I always make sure I'm being polite and I?ve kept it to myself. I love ignoring their snide remarks and bitterness. I put it down to jealousy.

I come in and say hello/goodbye and work in a polite manner and it bugs them.

I kind of like the fact that they are bitter and I'm happy about my baby. That's their own self-inflicted punishment for their own meanness.

RamblingRosa · 20/01/2009 12:56

I'm in a similar situation but not nearly as bad jogym. A lot of people in my office are friendly but there are a few people I work with who are really cliquey and one person in particular who I work with who quite often blanks me for a whole day (even though we sit about a metre apart, facing each other!).

Since I've come back from maternity leave I've taken the view that I'm just here to do my job and then get back to my lovely DD so I try not to let it bother me. I just keep my head down and get on with it. If he doesn't want to talk to me then that's fine!

If it's getting to you then I think you should say something though. As other people have said, if you make a point of saying hello and being super friendly then they'll look pretty silly if they carry on trying to blank you.

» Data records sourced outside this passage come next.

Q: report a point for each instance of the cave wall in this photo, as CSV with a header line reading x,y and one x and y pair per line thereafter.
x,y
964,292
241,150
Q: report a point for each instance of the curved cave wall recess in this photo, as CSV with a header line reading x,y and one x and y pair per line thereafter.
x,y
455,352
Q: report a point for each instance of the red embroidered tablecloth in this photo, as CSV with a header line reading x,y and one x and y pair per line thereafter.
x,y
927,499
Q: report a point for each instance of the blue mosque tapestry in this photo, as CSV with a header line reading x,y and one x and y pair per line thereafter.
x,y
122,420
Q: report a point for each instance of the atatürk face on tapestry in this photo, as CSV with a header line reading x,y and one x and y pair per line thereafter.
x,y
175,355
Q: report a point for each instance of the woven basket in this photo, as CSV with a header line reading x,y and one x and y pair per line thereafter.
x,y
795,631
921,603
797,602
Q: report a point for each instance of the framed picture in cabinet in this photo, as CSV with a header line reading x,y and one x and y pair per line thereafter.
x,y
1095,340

knittingmama · 21/01/2009 20:58

I went through this situation in a previous job. There were 4 of us in the office in total, and often the director (one of the 4) wasn't there. When it was 3 of us, things were fine, because one of my coworkers was quite mature and professional- she may not have liked me but she did say hello, etc. When there were just 2 of us, it was HELL. It was like this a lot, as the director and 3rd person were often out. I was so miserable and depressed- she would simply ignore me, or if I tried to talk to her, she would give me a one word answer. Went on like this for ages. One day I just couldn't take it anymore and when it was just the 2 of us I blurted out "Have I done something to offend you?" And everything came out- she didn't like me because of something I said. She was very immature and like the coworkers you described- into her shopping and fake tans and going out on the piss. Even though it was hard to hear someone criticising me, it was far better to air it than to suffer in silence. Good luck!